Él ha sabido entenderme y acompañarme con esa prestancia y esa dulzura que solo puede aparecer en los animales, ellos que no han sido contaminados ni tocados por ningún vicio de todos los que nos abrazan a nosotros.
Y sí, es emocionante para mi redescubrir a cada momento que mi vida ha sido redireccionada, luego de gran parte de haberla vivido de otra manera y privilegiando otras cosas, al objetivo del amor y de entender que solo lo simple y lo carente de toda elucubración es lo que nos salvará de toda esta inmundicia que es estar en esta cárcel que es la vida cuando se la vive para agradar por sobre todas las cosas, para ganar, para competir, para superar al otro, para envidiar, para desear lo que no es propio, y para en definitiva carcomerse internamente en busca de una falsa felicidad enfocada en cualquier cosa menos en la acertada.
Por eso mi Boro es mi corazoncito externo, ese que me lleva a lo mejor de vivir siempre deseando lo mejor para nosotrros y nada más que eso. Nunca el mal a otros, solo lo mejor para nosotros.
Yo lo quiero tanto y Él sabe que así es; por tal motivo hemos llegado a entendernos y a desarrollar una vida juntos que no necesita de nada más que de nosotros dos para que nuestro pequeño vínculo, nuestro pequeño mundo, sea feliz. De ahí en más, relacionarnos con los demás no supone una cuota defícil de pagar sino una capacidad que surge de acuerdo a quien quiera acercársenos y compartir parte de su vida con nosotros.
Sé que nada es para siempre, terrenalmente hablando, lo sé. ¿Pero quién no supone que en el espíritu todo es eterno y más? Yo sé que vivimos felices hoy, nuestro ahora, y que nada más nos importa, basándonos en que el pleno disfrute de nuestro presente será el corolario de una vida de inmensa gratitud, desde ambas partes, que nos acompañará el resto de nuestro paso por este mundo terrenal, sea quien sea que deje primero este plano porque nunca se sabe como son las cosas y lo único que podemos saber a ciencia cierta, y tratando con animales exclusivamente, es que el amor entre ellos y nosotros, ése sí que es eterno, para siempre.
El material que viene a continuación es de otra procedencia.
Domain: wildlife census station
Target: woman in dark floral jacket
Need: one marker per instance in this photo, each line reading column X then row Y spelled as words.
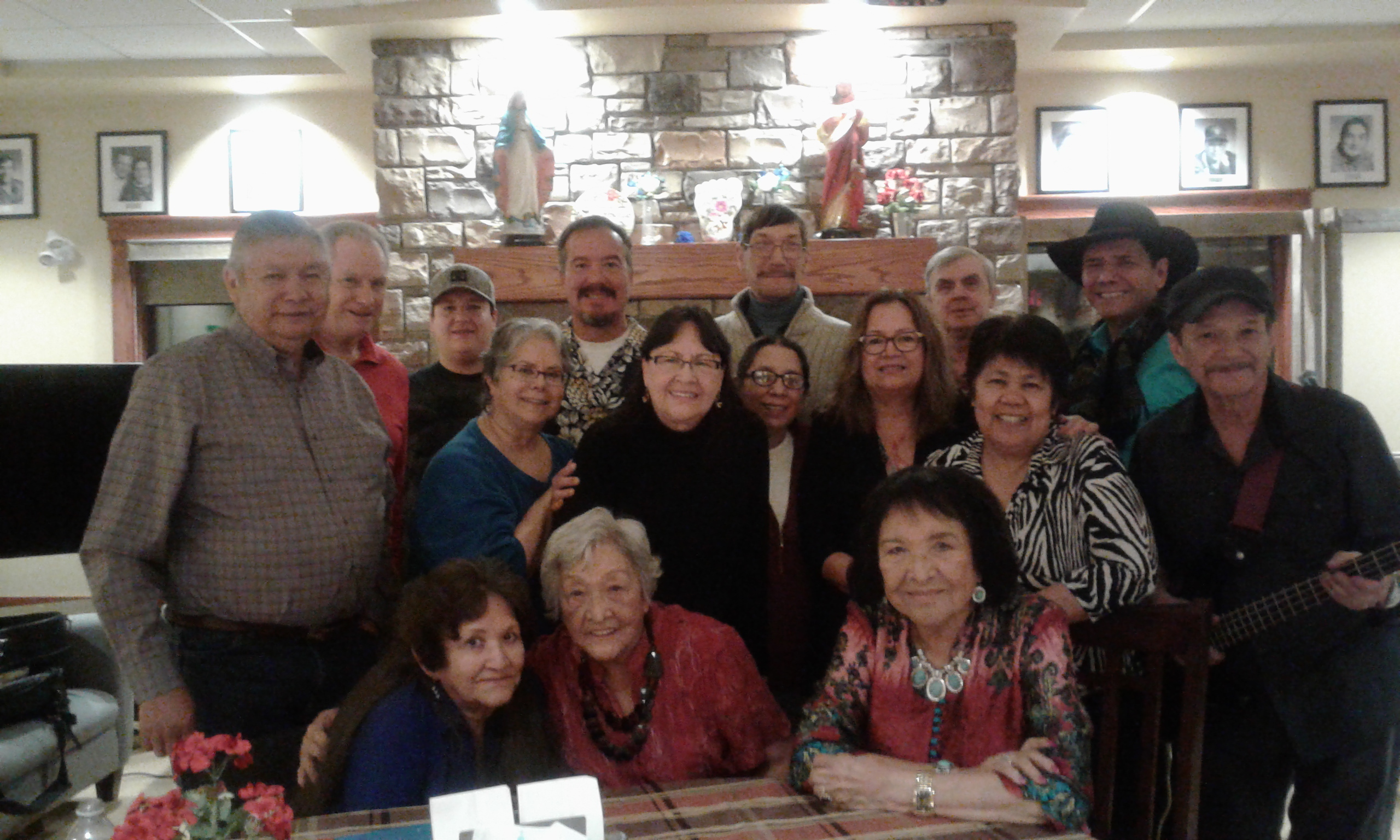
column 951, row 691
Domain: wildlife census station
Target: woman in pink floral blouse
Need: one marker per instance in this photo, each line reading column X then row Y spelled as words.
column 951, row 691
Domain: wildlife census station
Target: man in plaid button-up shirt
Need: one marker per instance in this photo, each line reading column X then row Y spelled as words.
column 246, row 489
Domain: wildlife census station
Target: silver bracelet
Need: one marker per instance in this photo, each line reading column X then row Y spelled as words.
column 924, row 794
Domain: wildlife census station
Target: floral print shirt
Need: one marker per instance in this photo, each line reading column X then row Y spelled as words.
column 591, row 396
column 1021, row 685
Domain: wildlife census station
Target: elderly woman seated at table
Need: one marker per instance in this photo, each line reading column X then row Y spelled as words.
column 643, row 692
column 448, row 709
column 492, row 492
column 1078, row 524
column 951, row 692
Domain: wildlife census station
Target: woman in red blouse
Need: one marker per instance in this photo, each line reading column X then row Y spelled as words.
column 643, row 692
column 951, row 692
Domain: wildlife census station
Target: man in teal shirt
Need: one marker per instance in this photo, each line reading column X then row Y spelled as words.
column 1123, row 371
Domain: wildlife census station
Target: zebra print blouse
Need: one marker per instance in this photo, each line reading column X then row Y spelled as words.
column 1077, row 520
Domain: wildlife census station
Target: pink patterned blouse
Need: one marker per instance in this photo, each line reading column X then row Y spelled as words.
column 713, row 714
column 1021, row 685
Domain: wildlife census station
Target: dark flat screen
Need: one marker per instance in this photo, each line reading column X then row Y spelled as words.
column 56, row 422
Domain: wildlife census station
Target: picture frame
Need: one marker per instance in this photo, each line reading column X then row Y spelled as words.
column 1216, row 149
column 19, row 177
column 1351, row 143
column 132, row 176
column 1071, row 149
column 265, row 170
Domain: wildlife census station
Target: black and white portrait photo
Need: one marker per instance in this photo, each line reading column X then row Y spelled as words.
column 1073, row 150
column 1350, row 143
column 131, row 168
column 1214, row 146
column 19, row 177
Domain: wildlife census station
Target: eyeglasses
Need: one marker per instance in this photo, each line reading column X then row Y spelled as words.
column 874, row 345
column 529, row 373
column 763, row 249
column 768, row 378
column 702, row 364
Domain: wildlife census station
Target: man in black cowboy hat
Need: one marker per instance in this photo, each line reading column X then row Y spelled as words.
column 1123, row 371
column 1255, row 486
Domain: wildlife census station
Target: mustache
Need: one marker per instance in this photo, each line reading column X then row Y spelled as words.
column 598, row 289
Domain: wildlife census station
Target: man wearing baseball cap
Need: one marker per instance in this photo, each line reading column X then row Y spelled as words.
column 1123, row 371
column 451, row 391
column 1255, row 486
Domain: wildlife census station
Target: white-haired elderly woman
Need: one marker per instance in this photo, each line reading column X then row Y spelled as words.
column 493, row 489
column 643, row 692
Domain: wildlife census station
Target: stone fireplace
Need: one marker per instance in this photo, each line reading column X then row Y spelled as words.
column 940, row 101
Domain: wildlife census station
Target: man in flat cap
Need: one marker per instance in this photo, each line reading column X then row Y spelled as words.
column 1123, row 371
column 1255, row 486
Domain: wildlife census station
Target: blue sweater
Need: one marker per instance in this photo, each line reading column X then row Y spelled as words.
column 472, row 499
column 406, row 752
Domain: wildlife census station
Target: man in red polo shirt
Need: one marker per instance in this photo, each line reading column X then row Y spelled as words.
column 359, row 268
miércoles, 14 de mayo de 2014

Ese es el objetivo.

Siempre que alguien nos vea por ahí, andando en la calle o en alguna plaza, estaremos juntos; salvo que Él ande corriendo, jugando con otros perritos o tirado en el pasto y yo leyendo o escribiendo en mi smartphone, siempre así estaremos: cerca, pegados o directamente abrazados.
¿Qué es lo que podría resultar extraño de expresarse el afecto mutuo y disfrutarlo ahora que es el tiempo y el lugar de hacerlo?
Yo no voy a dejar pasar ni un segundo de mi vida compartida con Boro, mi compañero animal, ahora que estamos juntos y nos tenemos el uno al otro. Jamás dejaría o relegaría para otro momento una demostración de cariño, jamás.
La nuestra es una relación que muestra el afecto puro y básico en su máxima expresión. Así lo siento y lo veo yo, y me enorgullezco de ello.
No se requiere de nada extra, más allá del amor y la felicidad de compartirse, y hablo a nivel de cualquier tipo de vínculo, para poder ser felices desde ambas partes. Nada, pero nada más. Todo lo demás, son accesorios que solo emperifollan cualquier relación, y nada más.
Por eso siempre que nos vean, a mi Boro y a mi, nos verán cerquita uno del otro, porque no concebimos otra forma de vivir la vida, de transitar este vínculo de compartir, y fundamentalmente de cumplir con el objetivo de habernos encontrado y juntado en esta vida.